Senior Ivana Nique presents the news for the Round Table’s “La Voz del Sur”

Ana Clara Mesquita, Reporter

Ivana Nique, a Peruvian senior at Stamford High School, recently created the Round Table’s Spanish news segment “La Voz del Sur.”

Nique’s parents were an enormous help with creating the name and her biggest supporters in the project. “My mom told me how she watches [the videos] every single week,” Nique said. “They’re very supportive of me.”

The initiative for the project came from Jon Ringel, the Round Table’s advisor. However, Nique related that the teacher gave her plenty of room to be creative and “take reins with it.” With all the challenges of starting something new at school, Nique counted on the support of her staff. “A bit of a struggle was coming up with staff members. This was something brand new. I had no designated staff. The first week was a struggle, but I’ve got very supportive staff members and students helping me. It’s difficult making sure everyone gets their things in order but everyone’s super supportive of it.”

The project began when Nique was asked to explain what the journalism course at school is to an ESL student at the beginning of the year. The idea came from the teacher after seeing her speak in Spanish and proposed, “What if we started a Spanish weekly news? Since Spanish-speaking kids make up such a good amount of the population at Stamford High.” The goal of the project was to reach this audience whose second language is English. Nique said, “The second most spoken language at Stamford High is Spanish. That’s a large audience and if they struggle with understanding English they are not able to see and enjoy the news as English speaking kids do”

“Speaking Spanish, it’s my second language, so speaking Spanish on camera isn’t something that I always feel super confident about,” said Nique, and she explained that doing it more often helps with her confidence and makes her feel even more connected with her Hispanic heritage.

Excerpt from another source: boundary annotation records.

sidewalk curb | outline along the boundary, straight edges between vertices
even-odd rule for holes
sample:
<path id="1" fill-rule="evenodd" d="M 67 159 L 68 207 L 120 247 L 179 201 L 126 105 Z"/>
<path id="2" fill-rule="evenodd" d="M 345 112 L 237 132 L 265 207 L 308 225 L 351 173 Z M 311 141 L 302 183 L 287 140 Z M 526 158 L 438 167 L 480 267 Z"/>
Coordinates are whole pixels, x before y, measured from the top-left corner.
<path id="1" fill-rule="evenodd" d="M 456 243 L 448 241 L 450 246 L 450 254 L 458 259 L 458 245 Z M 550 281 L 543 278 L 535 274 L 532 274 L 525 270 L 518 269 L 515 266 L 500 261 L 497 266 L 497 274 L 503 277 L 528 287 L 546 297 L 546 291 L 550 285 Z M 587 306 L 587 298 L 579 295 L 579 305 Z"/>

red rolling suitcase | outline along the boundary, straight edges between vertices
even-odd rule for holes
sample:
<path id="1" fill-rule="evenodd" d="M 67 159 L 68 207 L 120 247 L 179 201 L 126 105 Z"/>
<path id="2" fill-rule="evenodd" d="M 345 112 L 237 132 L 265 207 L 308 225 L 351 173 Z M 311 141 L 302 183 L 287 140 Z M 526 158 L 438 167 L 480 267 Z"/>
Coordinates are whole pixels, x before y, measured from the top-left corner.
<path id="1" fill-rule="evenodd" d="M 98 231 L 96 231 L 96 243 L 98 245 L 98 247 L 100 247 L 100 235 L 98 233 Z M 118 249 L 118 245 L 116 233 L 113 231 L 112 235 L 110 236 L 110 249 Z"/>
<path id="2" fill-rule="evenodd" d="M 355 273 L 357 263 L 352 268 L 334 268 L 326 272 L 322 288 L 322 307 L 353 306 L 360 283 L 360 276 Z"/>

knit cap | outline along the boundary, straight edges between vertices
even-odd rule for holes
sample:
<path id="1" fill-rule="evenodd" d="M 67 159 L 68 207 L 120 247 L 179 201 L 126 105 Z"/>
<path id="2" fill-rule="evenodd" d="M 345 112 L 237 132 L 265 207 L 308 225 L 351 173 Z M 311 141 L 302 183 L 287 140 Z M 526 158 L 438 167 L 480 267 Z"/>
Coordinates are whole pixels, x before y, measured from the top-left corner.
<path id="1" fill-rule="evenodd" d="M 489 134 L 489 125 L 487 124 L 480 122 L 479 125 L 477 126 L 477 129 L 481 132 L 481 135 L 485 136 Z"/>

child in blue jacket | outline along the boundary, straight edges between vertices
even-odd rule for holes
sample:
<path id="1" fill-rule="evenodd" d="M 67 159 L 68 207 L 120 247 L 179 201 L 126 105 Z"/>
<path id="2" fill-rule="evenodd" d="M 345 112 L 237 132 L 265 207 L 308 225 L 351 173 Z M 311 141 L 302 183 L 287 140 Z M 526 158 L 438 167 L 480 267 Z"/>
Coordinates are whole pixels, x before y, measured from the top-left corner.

Nique is a Latin-American student who was recently accepted to Yale University. She has Peruvian ancestry even though her dad was born in Mexico. Her parents immigrated when they were young adults, following their family who was mostly already living in the States. She reveals that for a lot of her childhood, she wasn’t keen on her culture, her country’s traditions and speaking Spanish. She reveals that as the youngest of four kids, she did not get to experience as much of the traditions. “I was not a fan of being Hispanic at all, I didn’t care for the music that they were playing,” said Nique. The element that helped her feel more comfortable with it was dance. She started a cultural dance called Marinera Nortena, and that propped her to begin speaking Spanish and listening to the music since most of the other kids in the class spoke Spanish too. Now, Nique loves it. “I came to really love and learn more about my culture when I started dancing. It was at that point when I was really immersed with my culture.”

Nique expressed that the most rewarding aspect of “La Voz del Sur” is reaching non-English speaking students with the news. Nique said, “I like feeling like something productive is being done. We’re getting the voice out to students who can’t understand it, we’re letting them know about current events. What’s rewarding to me is that I feel like I’m reaching a population that has never been reached before [at Stamford High], that never could watch the connection time news, that could never really be as involved in the school as they should have been, so I feel like I’m getting across to them, and letting them know that we see you.”